St.-Lo after four years of Nazi oppression France is hot
in cellars and small backyard sheds
pitchforks are stored and scythes honed
sledge hammers stand handle up on dirt floors which faintly suggest
cider and summer moths and burlap and twine
tonight bicyclettes upside down pedals spinning
generate just enough power to receive if it comes
the signal
ici Londres London calling

the weather turns sour bombardments of rain
armada moon lost in salvos of rain

waiting grizzled old men the rest have been shot
or conscripted or shipped to German prison camps
farm girls and grand’meres work the fields
and care for the brindled dairy cows
bossies with upthrust horns like crescent crowns
languorous beasts whose sweet and primrose-hued milk
chalky and thin in the pail dilute in the churn

on the granite cross in the small village place
see the family names chiseled in gold
husbands and sons morts pour la Patrie
Yves dead first a cadet at Saumur
Jean-Luc with the Free French in Afrique
Mich’ escaped for a while to the underground maquis
the second line of a poem when it comes is the signal
the line will follow the first one
given days ago the deep sobs les sanglots longs des violons sobbing violins
every school child for seventy years has been made to learn this poem
the second line when it comes blessent mon coeur
refer to a wound heart not a blessèd state of grace
the broken couplet made whole
in the vast night hear the deep sob grow

1 comment:

  1. St.

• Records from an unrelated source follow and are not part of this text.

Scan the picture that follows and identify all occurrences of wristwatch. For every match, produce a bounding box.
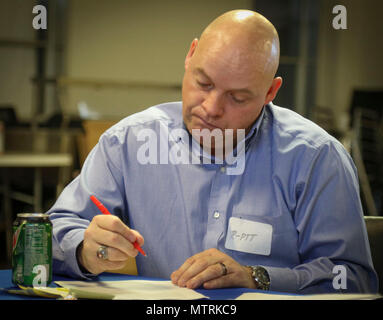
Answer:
[247,266,270,291]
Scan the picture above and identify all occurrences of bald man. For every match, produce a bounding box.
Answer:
[49,10,377,293]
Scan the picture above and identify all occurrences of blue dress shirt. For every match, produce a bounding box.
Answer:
[48,102,378,293]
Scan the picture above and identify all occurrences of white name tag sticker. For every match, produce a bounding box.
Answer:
[225,217,273,256]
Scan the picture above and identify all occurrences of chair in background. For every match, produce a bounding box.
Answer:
[364,216,383,293]
[350,90,383,216]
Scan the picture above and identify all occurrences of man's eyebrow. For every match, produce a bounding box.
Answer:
[194,68,211,81]
[193,67,255,97]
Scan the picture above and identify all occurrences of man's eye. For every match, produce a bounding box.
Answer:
[197,81,211,89]
[231,95,246,104]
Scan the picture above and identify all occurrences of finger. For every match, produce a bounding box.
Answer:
[93,215,137,242]
[96,247,129,262]
[102,260,126,271]
[176,255,222,287]
[130,229,144,246]
[170,255,200,285]
[91,227,138,257]
[203,273,241,289]
[186,263,223,289]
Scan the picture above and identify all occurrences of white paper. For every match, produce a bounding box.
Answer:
[235,292,382,300]
[225,217,273,256]
[55,280,207,300]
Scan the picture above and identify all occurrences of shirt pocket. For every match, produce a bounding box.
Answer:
[222,212,299,266]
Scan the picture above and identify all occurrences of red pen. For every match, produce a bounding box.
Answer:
[90,195,146,257]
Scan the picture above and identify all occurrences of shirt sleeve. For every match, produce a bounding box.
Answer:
[264,142,378,294]
[47,130,125,278]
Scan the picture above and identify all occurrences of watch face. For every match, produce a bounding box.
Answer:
[253,267,270,290]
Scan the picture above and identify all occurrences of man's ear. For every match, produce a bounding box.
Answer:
[185,38,198,70]
[265,77,282,105]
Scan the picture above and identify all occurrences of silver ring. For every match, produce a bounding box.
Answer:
[219,262,227,276]
[97,246,108,260]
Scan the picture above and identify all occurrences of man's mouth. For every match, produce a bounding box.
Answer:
[194,115,221,130]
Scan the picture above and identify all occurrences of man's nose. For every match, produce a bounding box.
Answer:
[202,90,224,118]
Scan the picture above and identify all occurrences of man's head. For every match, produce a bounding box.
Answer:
[182,10,282,154]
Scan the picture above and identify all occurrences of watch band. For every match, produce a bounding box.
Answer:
[247,266,270,291]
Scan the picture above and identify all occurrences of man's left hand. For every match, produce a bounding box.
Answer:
[170,249,256,289]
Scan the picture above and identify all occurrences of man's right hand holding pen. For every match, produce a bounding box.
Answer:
[77,198,144,274]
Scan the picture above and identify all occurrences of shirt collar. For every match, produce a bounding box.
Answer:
[182,107,265,163]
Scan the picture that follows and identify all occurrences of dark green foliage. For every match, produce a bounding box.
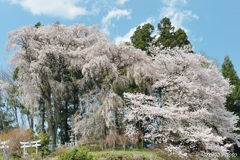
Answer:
[156,17,190,48]
[35,22,42,28]
[131,23,154,54]
[222,56,240,115]
[13,67,19,81]
[174,28,190,47]
[58,148,92,160]
[36,132,51,157]
[222,56,239,85]
[0,97,15,132]
[131,17,190,52]
[156,17,174,47]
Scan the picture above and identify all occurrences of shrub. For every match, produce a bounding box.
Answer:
[58,148,92,160]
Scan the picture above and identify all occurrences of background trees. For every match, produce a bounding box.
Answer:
[221,56,240,126]
[2,18,238,158]
[131,23,154,54]
[131,17,190,51]
[7,24,105,148]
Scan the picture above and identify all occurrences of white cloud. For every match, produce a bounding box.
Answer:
[9,0,88,19]
[114,17,155,44]
[160,0,199,32]
[102,9,131,33]
[117,0,129,4]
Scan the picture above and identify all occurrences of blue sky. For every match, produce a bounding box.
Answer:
[0,0,240,76]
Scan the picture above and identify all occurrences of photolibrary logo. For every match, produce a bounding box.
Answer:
[202,152,237,158]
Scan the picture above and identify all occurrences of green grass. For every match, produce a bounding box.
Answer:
[89,150,193,160]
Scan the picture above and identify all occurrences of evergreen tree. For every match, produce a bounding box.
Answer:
[174,28,190,47]
[222,56,240,115]
[131,23,154,54]
[156,17,177,48]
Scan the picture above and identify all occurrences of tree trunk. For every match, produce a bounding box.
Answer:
[46,97,56,151]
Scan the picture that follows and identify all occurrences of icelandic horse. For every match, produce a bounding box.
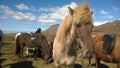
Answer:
[53,3,95,68]
[93,34,120,68]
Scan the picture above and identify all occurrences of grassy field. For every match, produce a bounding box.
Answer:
[0,34,116,68]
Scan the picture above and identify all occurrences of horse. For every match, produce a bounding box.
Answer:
[34,33,52,64]
[53,3,95,68]
[15,32,34,58]
[0,29,4,56]
[93,34,120,68]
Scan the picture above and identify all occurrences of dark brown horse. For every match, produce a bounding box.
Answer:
[93,34,120,68]
[34,33,52,63]
[15,33,34,58]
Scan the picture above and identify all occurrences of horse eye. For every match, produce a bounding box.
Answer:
[76,24,81,27]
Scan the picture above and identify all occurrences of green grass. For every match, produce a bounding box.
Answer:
[0,34,116,68]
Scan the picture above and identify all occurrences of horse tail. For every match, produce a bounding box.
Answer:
[15,37,20,55]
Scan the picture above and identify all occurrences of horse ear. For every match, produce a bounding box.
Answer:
[68,7,74,15]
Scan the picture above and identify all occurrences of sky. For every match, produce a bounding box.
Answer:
[0,0,120,33]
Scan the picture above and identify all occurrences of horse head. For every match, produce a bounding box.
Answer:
[68,3,95,58]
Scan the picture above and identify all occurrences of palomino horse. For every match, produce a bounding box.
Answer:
[34,33,52,63]
[15,33,34,58]
[93,34,120,68]
[53,3,95,68]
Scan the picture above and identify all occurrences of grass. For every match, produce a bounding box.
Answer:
[0,34,116,68]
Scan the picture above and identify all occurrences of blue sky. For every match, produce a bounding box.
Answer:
[0,0,120,32]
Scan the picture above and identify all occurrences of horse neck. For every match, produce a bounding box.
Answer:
[56,15,75,41]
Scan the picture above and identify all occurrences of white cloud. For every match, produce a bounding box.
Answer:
[100,10,108,14]
[0,5,36,21]
[112,7,119,11]
[38,2,77,24]
[15,3,29,10]
[102,15,113,19]
[93,21,108,26]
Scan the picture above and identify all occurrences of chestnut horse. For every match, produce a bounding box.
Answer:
[15,33,34,58]
[34,33,52,64]
[53,3,95,68]
[93,34,120,68]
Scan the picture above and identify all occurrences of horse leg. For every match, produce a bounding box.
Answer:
[95,57,100,68]
[54,60,60,68]
[117,63,120,68]
[34,47,39,60]
[20,45,24,58]
[67,64,74,68]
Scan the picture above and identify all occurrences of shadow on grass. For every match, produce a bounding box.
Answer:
[74,64,82,68]
[6,61,35,68]
[0,58,6,68]
[91,63,110,68]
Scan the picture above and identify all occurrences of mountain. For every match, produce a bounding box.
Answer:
[43,20,120,36]
[43,24,59,36]
[93,20,120,34]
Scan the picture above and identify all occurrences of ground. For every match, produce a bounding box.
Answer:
[0,35,116,68]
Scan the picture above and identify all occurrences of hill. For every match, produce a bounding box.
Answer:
[93,20,120,34]
[43,20,120,36]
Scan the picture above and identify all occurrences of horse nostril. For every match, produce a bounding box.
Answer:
[85,51,91,58]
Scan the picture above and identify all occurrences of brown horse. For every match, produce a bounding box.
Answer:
[53,3,95,68]
[15,33,34,58]
[93,35,120,68]
[34,33,52,63]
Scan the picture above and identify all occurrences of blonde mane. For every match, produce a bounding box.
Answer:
[56,3,92,41]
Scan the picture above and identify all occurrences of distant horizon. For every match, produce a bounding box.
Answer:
[0,0,120,33]
[3,20,120,34]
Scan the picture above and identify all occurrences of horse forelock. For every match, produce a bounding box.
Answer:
[56,15,72,40]
[73,3,93,24]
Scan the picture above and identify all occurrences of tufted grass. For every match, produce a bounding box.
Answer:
[0,34,116,68]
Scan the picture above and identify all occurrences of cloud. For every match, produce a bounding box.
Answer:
[100,10,108,15]
[112,7,119,11]
[93,21,108,26]
[38,2,77,24]
[15,3,29,10]
[0,5,36,21]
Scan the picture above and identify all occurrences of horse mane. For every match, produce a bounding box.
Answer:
[56,3,92,41]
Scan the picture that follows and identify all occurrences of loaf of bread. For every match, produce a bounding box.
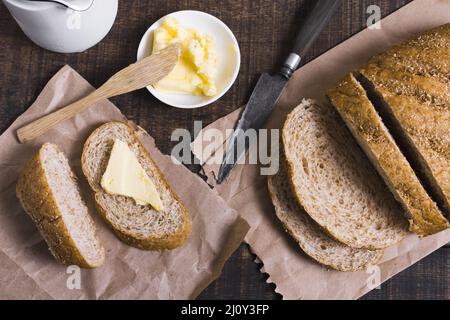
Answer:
[81,122,191,250]
[282,100,407,250]
[16,143,105,268]
[268,157,383,271]
[328,74,449,236]
[360,24,450,216]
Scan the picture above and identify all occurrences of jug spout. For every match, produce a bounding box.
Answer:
[2,0,55,11]
[2,0,118,53]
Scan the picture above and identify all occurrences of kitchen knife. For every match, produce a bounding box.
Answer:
[217,0,339,184]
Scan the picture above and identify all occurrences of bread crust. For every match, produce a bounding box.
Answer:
[81,121,192,250]
[267,169,384,272]
[328,74,450,237]
[282,100,407,250]
[16,144,105,268]
[359,24,450,217]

Lo was one of the key cities to the opening of the Falaise Gap, ultimately allowing the Allies to expel German forces from northern France. The German army occupied the town on 17 June 1940. Being a strategic crossroads, Saint-Lô was almost totally destroyed (95% according to common estimates) during the Battle of Normandy in World War II, earning the title of "The Capital of the Ruins" from Samuel Beckett; it was even questioned whether to rebuild it or to leave the ruins intact as a testimony to the bombing. One American soldier laconically commented: "We sure liberated the hell out of this place". The name "Saint-Lô", known since the 8th century, originated from Saint Laud, bishop of Coutances in 525–565, who had a residence there. According to tradition, the town received a new line of walls from Charlemagne in the early 9th century. It was sacked by the Vikings in 890. Later it flourished under the bishop Geffroy de Montbray, who built a bridge and some mills there.